Unmanifestable Dispositions

This morning I’ve been thinking about dispositions that cannot be manifested: that is, dispositions to phi under circumstances C, where either phi-ing or circumstances C are metaphysically impossible.

One thing I’m interested in is whether there are any such dispositions. Another is whether anything has such a disposition. Prima facie, there are some reasons to answer yes to both questions. I think, for instance, that I have a disposition to be puzzled when presented with a round square object.

In response to this suggestion, however, Daniel pointed out that a certain amount of coarse-graining about dispositions would enable us to accommodate that disposition without believing in dispositions which cannot be manifested. My disposition to be puzzled when presented with a round square object may be identical to my disposition to be puzzled when presented with an interesting and surprising object that I didn’t think existed, and this disposition can of course be manifested.
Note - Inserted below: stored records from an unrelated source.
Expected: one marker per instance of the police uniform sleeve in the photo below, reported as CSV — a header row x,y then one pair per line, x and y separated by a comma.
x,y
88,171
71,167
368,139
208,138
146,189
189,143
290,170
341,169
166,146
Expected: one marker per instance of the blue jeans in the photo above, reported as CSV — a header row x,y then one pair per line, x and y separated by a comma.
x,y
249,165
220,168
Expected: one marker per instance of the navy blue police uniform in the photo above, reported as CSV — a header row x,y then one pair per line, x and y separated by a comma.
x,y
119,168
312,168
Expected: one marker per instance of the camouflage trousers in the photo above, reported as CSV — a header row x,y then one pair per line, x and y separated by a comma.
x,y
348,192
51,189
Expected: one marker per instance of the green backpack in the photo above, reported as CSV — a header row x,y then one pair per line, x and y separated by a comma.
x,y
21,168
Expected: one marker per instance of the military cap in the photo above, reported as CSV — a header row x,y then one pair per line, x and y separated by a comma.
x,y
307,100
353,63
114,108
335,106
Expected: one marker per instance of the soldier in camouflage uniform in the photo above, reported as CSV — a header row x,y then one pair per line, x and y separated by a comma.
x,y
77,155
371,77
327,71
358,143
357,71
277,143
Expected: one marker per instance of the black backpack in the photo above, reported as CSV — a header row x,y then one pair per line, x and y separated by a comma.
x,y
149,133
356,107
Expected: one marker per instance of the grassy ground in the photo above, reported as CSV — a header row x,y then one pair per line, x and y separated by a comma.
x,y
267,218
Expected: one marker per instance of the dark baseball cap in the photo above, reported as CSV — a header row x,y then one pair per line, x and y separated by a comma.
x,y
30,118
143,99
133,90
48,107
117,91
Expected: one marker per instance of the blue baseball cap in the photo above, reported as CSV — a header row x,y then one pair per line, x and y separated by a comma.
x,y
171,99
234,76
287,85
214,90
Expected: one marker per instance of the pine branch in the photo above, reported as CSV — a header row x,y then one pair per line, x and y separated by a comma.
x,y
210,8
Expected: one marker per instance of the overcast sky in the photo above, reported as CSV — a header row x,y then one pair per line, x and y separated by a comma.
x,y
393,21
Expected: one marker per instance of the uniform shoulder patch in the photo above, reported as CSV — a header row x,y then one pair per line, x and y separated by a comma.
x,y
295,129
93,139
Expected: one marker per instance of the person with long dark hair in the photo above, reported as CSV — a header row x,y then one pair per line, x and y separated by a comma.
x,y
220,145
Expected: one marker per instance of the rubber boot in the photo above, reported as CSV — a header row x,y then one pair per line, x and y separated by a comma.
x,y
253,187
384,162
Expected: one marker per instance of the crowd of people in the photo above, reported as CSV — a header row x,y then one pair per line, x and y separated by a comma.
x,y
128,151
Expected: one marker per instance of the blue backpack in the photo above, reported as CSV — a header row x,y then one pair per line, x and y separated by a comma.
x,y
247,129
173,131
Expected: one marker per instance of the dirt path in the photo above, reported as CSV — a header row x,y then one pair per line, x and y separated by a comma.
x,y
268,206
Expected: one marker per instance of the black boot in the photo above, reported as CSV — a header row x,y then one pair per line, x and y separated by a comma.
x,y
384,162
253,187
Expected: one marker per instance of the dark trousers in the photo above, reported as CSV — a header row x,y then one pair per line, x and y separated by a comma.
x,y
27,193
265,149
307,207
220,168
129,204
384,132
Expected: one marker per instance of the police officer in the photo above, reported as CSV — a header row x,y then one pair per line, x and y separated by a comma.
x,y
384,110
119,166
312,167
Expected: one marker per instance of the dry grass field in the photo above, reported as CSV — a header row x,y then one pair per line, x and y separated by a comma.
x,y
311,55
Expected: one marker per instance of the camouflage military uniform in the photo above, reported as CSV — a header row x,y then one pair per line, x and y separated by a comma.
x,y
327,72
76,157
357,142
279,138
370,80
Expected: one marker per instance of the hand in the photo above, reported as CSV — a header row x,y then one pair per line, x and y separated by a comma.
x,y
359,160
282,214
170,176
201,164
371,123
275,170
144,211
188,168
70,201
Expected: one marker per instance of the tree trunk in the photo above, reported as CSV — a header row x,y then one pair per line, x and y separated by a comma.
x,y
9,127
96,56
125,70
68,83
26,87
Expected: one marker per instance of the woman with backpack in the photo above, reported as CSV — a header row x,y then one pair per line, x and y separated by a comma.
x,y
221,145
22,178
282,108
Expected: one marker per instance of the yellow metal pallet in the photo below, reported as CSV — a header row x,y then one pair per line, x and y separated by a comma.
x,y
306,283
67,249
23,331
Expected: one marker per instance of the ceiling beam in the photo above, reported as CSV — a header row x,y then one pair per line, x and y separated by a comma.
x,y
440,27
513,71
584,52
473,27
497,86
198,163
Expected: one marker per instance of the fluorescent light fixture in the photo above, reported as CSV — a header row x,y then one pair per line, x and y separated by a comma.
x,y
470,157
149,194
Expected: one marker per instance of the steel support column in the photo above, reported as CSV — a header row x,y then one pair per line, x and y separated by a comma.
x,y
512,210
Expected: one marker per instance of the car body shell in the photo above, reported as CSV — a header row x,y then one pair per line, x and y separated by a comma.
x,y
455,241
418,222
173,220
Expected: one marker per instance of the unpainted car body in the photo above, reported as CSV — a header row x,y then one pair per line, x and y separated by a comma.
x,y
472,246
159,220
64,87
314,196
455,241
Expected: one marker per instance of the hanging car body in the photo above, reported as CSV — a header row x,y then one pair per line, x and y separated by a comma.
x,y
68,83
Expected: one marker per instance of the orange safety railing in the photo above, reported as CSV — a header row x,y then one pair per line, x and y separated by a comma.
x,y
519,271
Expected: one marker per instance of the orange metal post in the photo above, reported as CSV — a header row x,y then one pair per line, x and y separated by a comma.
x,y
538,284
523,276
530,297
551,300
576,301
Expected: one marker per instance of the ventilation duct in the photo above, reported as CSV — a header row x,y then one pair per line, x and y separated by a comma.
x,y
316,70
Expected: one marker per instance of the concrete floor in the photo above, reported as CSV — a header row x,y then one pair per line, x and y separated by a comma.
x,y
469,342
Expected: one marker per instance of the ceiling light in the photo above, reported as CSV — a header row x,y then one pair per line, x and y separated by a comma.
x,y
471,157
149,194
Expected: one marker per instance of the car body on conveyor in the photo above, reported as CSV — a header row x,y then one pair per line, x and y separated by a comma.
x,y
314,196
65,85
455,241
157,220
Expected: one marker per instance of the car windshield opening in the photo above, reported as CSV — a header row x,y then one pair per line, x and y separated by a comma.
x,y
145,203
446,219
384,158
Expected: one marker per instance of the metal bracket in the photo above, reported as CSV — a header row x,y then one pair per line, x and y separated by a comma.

Lewis’s counterfactual account of dispositions in ‘Finkish Dispositions’, combined with his view that counterpossible conditionals are trivially true, delivers that everything has every disposition to phi in circumstances C for impossible C. But this does not by itself entail that there are any dispositions which cannot be manifested, since these trivial dispositions may for all we’ve said so far be identical to more familiar, manifestable, ones.

Nevertheless, for those of us inclined to be abundant with our dispositions, I think there is some reason to believe in unmanifestable dispositions (and instantiations thereof). And I don’t see any special reason why there shouldn’t be such things, given that dispositions don’t need to be manifested in order to be instantiated.